London Philharmonic/Vladimir Jurowski – Mahler’s Ninth Symphony

Mahler

Symphony No.9

London Philharmonic Orchestra
Vladimir Jurowski


Reviewed by: David Trulove

Reviewed: 3 December, 2022
Venue: Southbank Centre, London – Royal Festival Hall

Tis the season to be bronchial was amply demonstrated at the end of this account of Mahler’s Ninth Symphony, its closing pages almost hijacked by audience members intent on coughing their way through one of the most magical endings to any Symphony, which splutters into life, on this occasion somewhat hesitantly, second violins (placed to the right) not quite delivering their initial entry with any sense of direction.  

Under the watchful eye of Vladimir Jurowski any sense of Mahler’s faltering heartbeat supposedly embedded into those opening bars was swiftly followed by an unwavering sense of purpose, its broken phrases ultimately shaped into a sustained arch-like span. This account was less a farewell, and even less the “premonition of death” suggested by Alban Berg, more a life-affirming journey, propelled by seventy string-players (18/16/14/12/10), tensile rather than tender in their striving, warmth and beauty of tone traded for muscle.
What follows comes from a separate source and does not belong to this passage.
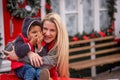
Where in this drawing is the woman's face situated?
[43,21,57,43]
Despite dense layers, nothing sounded congested, Jurowski balancing baleful trombones and a gurgling bass clarinet with a sure sense of integrating their individual sonorities into a kaleidoscopic whole. And at the close what an affectionate embrace we had from solo clarinet, flute and violin, all three players bewitching in their musicianship. Detail, momentum and richness of sound were the guiding principles behind this movement (often claimed as Mahler’s finest single achievement), its emotional highs and lows also adeptly integrated into its architecture.

The intensity of the experience was undiminished by a short break (without applause) before the second movement was set in motion by bassoons and violas, second violins grimly determined rather than schwerfällig (ponderous). Tempos were well differentiated in the urban waltz and rustic Ländler, and if charm seemed in short supply there was a terrific sense of attack with crisply articulated rhythms and woodwind at their most sardonic, hysteria hinted at. No less fortifying was the ‘Rondo-Burleske’, variously clangourous, pugnacious and awash with nervous energy, its contrapuntal section imperiously thrown down like a gauntlet. The movement’s terrors found occasional relief in chamber passages, no more tellingly than the pre-echoes of Irving Berlin’s White Christmas from a trumpet.

Such defiance seeped into the final Adagio, Jurowski rejecting an expansive send-off or an unchallenged acceptance of death, preferring to interpret Mahler’s vision as of someone hanging on to life with fierce resolve. Strings were at their most radiant here, their song-like paragraphs admirably shaped, the whole crowned by a magnificent leave-taking marked by superb corporate thinking and totality of control that behoves a truly great orchestra. Even the coughers couldn’t quite dispel the dreamlike atmosphere, life transformed and of greater things to come. It was not quite a transformative experience, but it ran pretty close.